We also know that $K_0$ is a split-exact functor, in the sense that if we have a split short exact sequence of C*-algebras: $$ 0\longrightarrow I\longrightarrow A\longrightarrow B \longrightarrow 0$$ then we get a split short exact sequence of Abelian groups: $$ 0\longrightarrow K_0\left(I\right)\longrightarrow K_0\left(A\right)\longrightarrow K_0\left(B\right) \longrightarrow 0$$
Now take for example the unitzation $\tilde{A}$ of any C*-algebra $A$ (unital or not). We know that $$\tilde{A} \neq A\oplus \mathbb{C}$$ as algebras (unless $A$ is unital) (so we cannot use equation $(\ast)$), but that at the level of vector spaces this is true. We also know using the above fact that $K_0$ is split-exact that $$K_0(\tilde{A}) = K_0(A)\times \mathbb{Z}$$ which would have been the result if we could have applied equation $(\ast)$.
Thus arises the following question: If we have a C*-star algebra $C$ such that at the level of vector spaces we have $$ C = A\oplus B$$ for some two other C*-algebras $A$ and $B$ but such that at the level of algebras $$C \neq A \oplus B$$ then could we still apply equation $(\ast)$ to conclude $$ K_0(C) = K_0(A) \times K_0(B)$$?

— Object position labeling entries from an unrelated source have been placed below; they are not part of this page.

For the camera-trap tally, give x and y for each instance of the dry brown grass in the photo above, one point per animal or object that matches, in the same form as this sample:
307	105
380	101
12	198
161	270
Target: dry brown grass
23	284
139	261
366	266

If yes, would the proof be the same as the one which proves $(\ast)$? if not, could anyone provide a counter-example?
Consider $M_2(\mathbb C)$. As vectorspace it is isomorphic to $\mathbb C ^4$. But $K_0(M_2(\mathbb C)) = K_0(\mathbb C) = \mathbb Z \neq \mathbb Z^4 = K_0(\mathbb C)^4.$